Some of us may feel somewhat distant from these great stories of supernatural will and perseverance, feeling, “My situation’s different from theirs. There’s no way I’d be able to match up to those high standards that they have achieved.”

But if you take another look at those stories and probe a little deeper, you find that many, if not all, have also gone through times of painful doubt and crushing defeat. Oftentimes, they too have spent some time wallowing in their own self pity and embracing their fears like a bedside pillow, keeping them close to their heart.

These people are the same as you, me, and that scruffy neighbor that lives across your street. But there is one thing that’s different about them that raises them above their situation and their circumstances.

They made a firm, concrete, and life changing choice not to accept their circumstances. They believed in a greater possibility that there is a life out there for them to live. They believed not only in themselves, but they also believed in a higher goal and a purpose.

I heard of a man by the name of Jim MacLaren who, when he was a young star athlete, suffered a crushing accident with a 40 ton bus and was even initially diagnosed as ‘dead on arrival’. He somehow survived but lost his left leg below the knee in the accident.

During his rehabilitation, he made a life-changing choice to resume his previous life as an athlete, this time to compete as a triathlete. Over the next few years, he would go on to break records in some of the toughest races in the world and he would routinely finish ahead of 80% of the able-bodied athletes.

Tragedy was to visit him again, when during a race, he collided with a van and was flung onto a signpost, breaking his neck at the C5 vertebrae. Doctors told him he would never be able to move any part below the neck. Devastated, his life took a downward plunge and he even turned to cocaine to relieve the pain, eventually ending up addicted to it. 8 months later, he found himself speaking to voices that weren’t there on the same street that he used to regularly compete in races and he made another life changing decision to break free from his situation.

After more than 1,000 rigorous physiotherapy sessions, he has managed to reclaim some of his motor functions back and could even walk (with difficulty) if it was necessary to do so.
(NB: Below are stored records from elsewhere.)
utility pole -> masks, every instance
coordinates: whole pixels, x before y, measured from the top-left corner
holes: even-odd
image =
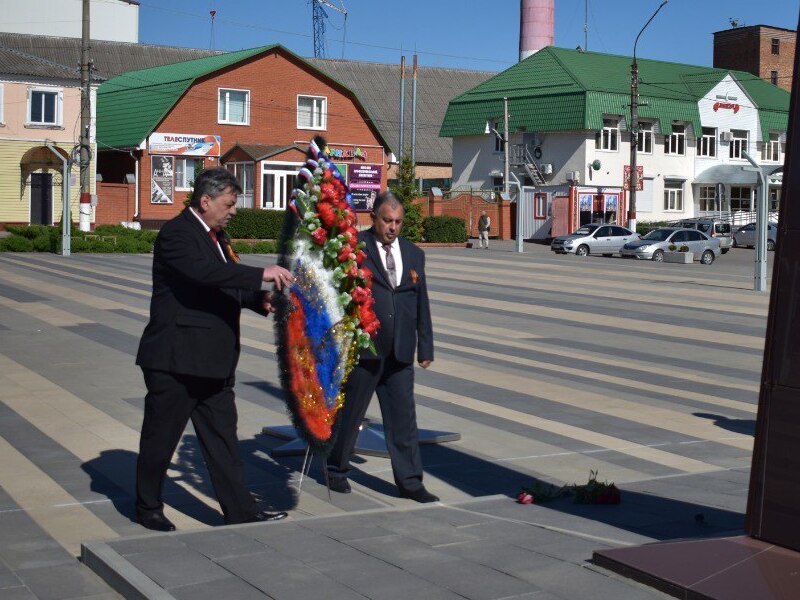
[[[639,146],[639,65],[636,64],[636,45],[647,26],[656,18],[669,0],[664,0],[653,13],[633,43],[633,62],[631,63],[631,178],[629,185],[630,202],[628,203],[628,229],[636,232],[636,190],[639,188],[639,172],[636,170],[637,149]]]
[[[417,167],[417,55],[414,55],[414,67],[411,79],[411,164]]]
[[[89,187],[89,164],[91,162],[90,133],[92,126],[91,63],[89,61],[90,2],[91,0],[83,0],[83,31],[81,35],[81,135],[79,142],[81,200],[78,222],[81,231],[89,231],[92,216],[91,189]]]

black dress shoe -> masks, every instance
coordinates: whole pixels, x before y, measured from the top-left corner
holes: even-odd
[[[137,516],[137,521],[142,527],[153,531],[175,531],[175,525],[163,513],[154,512]]]
[[[350,482],[347,481],[347,477],[328,478],[328,487],[332,492],[339,492],[340,494],[349,494],[353,491],[350,488]]]
[[[414,502],[422,502],[423,504],[426,502],[439,501],[439,496],[434,496],[424,487],[421,487],[417,490],[400,490],[400,497],[408,498],[409,500],[413,500]]]
[[[281,519],[285,519],[289,516],[287,512],[265,512],[263,510],[257,512],[252,517],[244,521],[245,523],[266,523],[269,521],[280,521]]]

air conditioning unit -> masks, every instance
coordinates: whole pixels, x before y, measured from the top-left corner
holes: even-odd
[[[553,174],[553,165],[550,163],[545,163],[543,165],[539,165],[539,170],[542,172],[542,175],[552,175]]]
[[[719,134],[719,139],[723,142],[732,142],[733,141],[733,132],[732,131],[723,131]]]
[[[567,173],[567,179],[569,181],[574,181],[575,183],[580,183],[580,181],[581,181],[581,172],[580,171],[569,171]]]

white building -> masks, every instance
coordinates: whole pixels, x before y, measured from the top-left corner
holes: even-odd
[[[505,97],[523,235],[626,224],[630,63],[544,48],[452,100],[440,135],[453,138],[453,189],[503,189],[503,143],[491,130],[504,133]],[[640,60],[639,76],[638,221],[754,210],[758,179],[742,169],[744,152],[766,174],[780,170],[788,92],[748,73],[661,61]],[[777,210],[780,181],[773,175],[771,183]]]
[[[0,0],[0,31],[79,38],[81,0]],[[94,40],[139,41],[138,0],[91,0],[89,30]]]

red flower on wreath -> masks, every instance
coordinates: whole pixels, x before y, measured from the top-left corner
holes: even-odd
[[[330,202],[317,202],[317,215],[326,229],[330,229],[336,222],[336,209]]]
[[[328,240],[328,233],[322,227],[317,227],[311,234],[311,239],[313,239],[314,243],[318,246],[322,246]]]
[[[353,302],[356,304],[364,304],[369,298],[372,297],[369,293],[369,290],[363,287],[355,288],[350,295],[353,297]]]
[[[353,254],[353,249],[350,246],[344,246],[339,251],[339,256],[337,258],[339,259],[339,262],[347,262],[348,260],[350,260],[352,254]]]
A tremendous miracle of life – in spite of the medical experts diagnosing that he would never walk again.

What’s even more amazing is that as a result of the accident, the Challenged Athletes Foundation that was formed to help Jim, donated a bicycle to a young one-legged Ghanaian boy named Emmanuel Yeboah who would use it to change the perception of the whole nation towards disabled people.

This young Ghanaian rode the bicycle across his land of Ghana despite only having one leg. To put the significance of this event in perspective, not too long ago, disabled children were either murdered at birth or lived their lives begging on the streets of Ghana.

Their stories are amazing examples of the strength of the human spirit and what one can do when he makes a firm choice to choose life over his circumstance.